The Numbers That Should Make Every CFO Angry
Cisco Chief Product Officer Jeetu Patel laid out the math to CNBC: at roughly $200 in token usage per employee per week, that's $10,000 per person per year. For a 90,000-employee company, that's $900 million annually. Patel confirmed Cisco came in well over budget and has had to reallocate resources, with 30,000 engineers now building products largely written with AI assistance.
Priceline's situation is worse. Senior Director of IT Finance Chris Reed told TechCrunch that a routine Cursor contract renewal came back 4-5x more expensive than expected. Reed's description of the dynamic was characteristically blunt: 'It's like the crack-cocaine epidemic. They let you try it to get you hooked on it, and now you're kind of beholden to it.' Priceline has responded by placing token limits on certain employee groups.
One unnamed company reportedly ended up with a $500 million Claude bill after simply forgetting to set usage limits for employees, according to TechCrunch.
What's Actually Driving the Cost Surge
Per-token prices have actually fallen. This isn't a pricing gouge story. The crisis is driven by consumption volume, not unit cost.
New model releases in November — Anthropic's Claude Opus 4.5, OpenAI's GPT-5.1, and Google's Gemini 3 Pro — brought major improvements to agentic tools. Agentic AI systems don't just answer one question; they chain together dozens or hundreds of queries to complete a task autonomously.
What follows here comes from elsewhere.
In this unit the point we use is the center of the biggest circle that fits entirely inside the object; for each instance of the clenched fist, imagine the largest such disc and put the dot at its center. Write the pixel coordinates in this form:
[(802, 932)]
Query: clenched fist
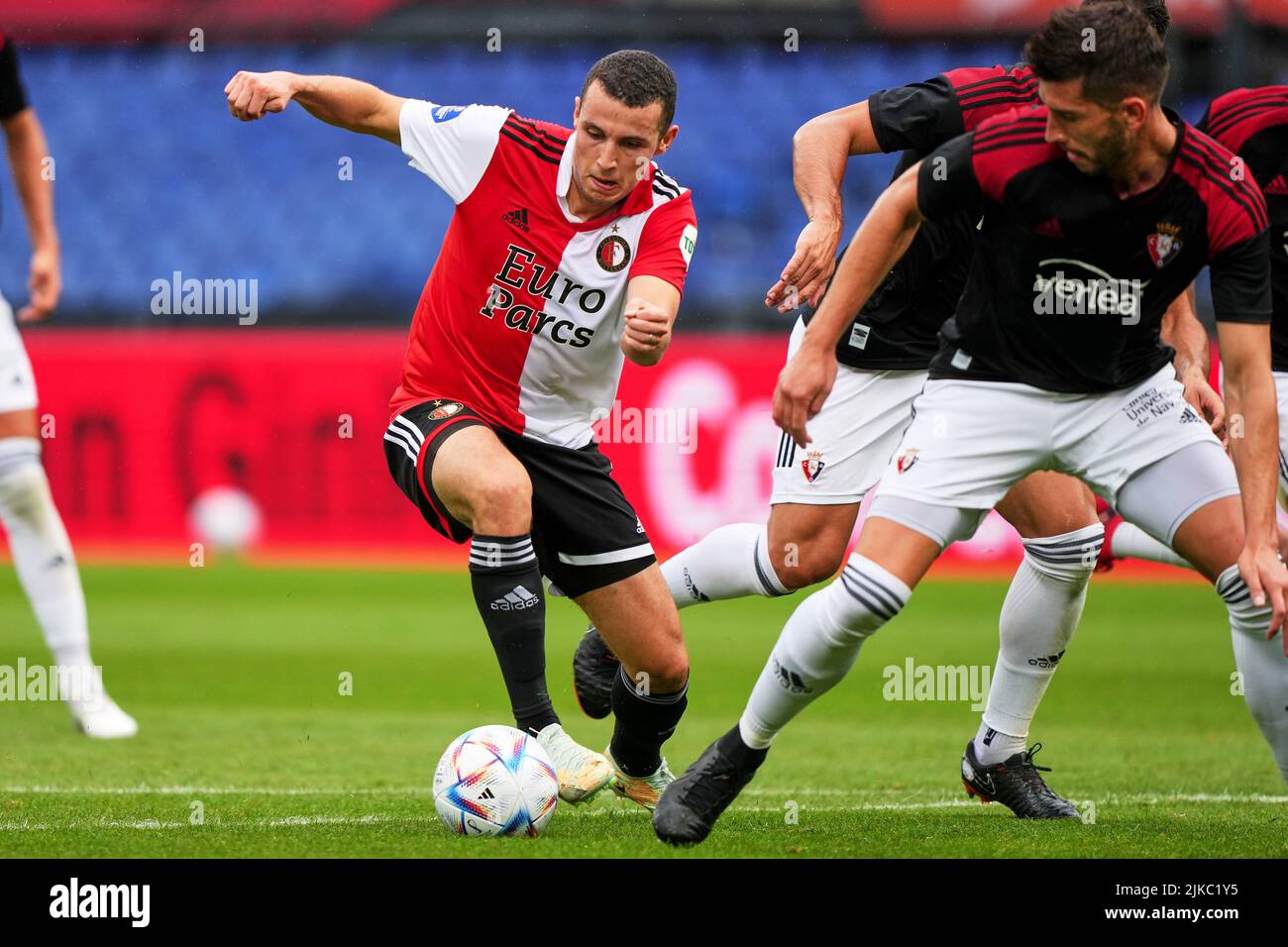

Each step burns tokens. The better the agents got, the more companies deployed them. The more they deployed them, the more tokens got consumed — without anyone watching the meter.
Alexander Embiricos, OpenAI's head of enterprise, told TechCrunch at an event in New York City this week that the corporate conversation has completely flipped. Six months ago, he said, every client wanted to know what the technology could do. Now they want to know: 'What visibility do you have? What auditability do you have? What token controls do you have?'
A New Standards Body Enters the Picture
The Linux Foundation announced plans this week for the Tokenomics Foundation, a new standards body explicitly designed to bring the same cost discipline to AI tokens that the FinOps movement brought to cloud computing.
J.R. Storment, executive director of the FinOps Foundation (itself a Linux Foundation project), told TechCrunch the inflection point hit hard: 'In April and May, I started hearing from companies: Oh my god, we are 3x over our entire 2026 token budget and it's only April. We started hearing existential crises, and the whole conversation shifted from tokenmaxxing and go fast to we need guardrails, how do we control this?'
This is the cloud cost management story playing out again — except faster and with higher stakes.
Revenue Pressure on OpenAI and Anthropic
Both companies' valuations are built on an assumption: enterprises will keep routing maximum volume through maximum-cost frontier models indefinitely. Model routing challenges that assumption directly.
If 95% of enterprise usage is currently on frontier models but only 5-10% of tasks actually require frontier models, the addressable market for GPT-5.1 and Claude Opus 4.5 at premium prices could shrink significantly as companies optimize spending.
Microsoft already revoked its developers' Claude Code licenses months after rolling them out, according to TechCrunch. That's a significant signal — the largest software company on earth decided the ROI math doesn't work.
What This Means for Regular People
If you work at any company deploying AI tools, your access is about to get tiered — and probably more restricted. The era of 'use the best model for everything' is over at most large enterprises. Expect usage caps, routing policies, and a lot more questions from finance about what exactly your team is doing with AI.
For taxpayers: the federal government is also deploying AI at scale. Equivalent scrutiny is not being applied to federal token consumption. Nobody is asking what federal agencies are paying per query or whether they've set any usage limits whatsoever. Someone should start asking.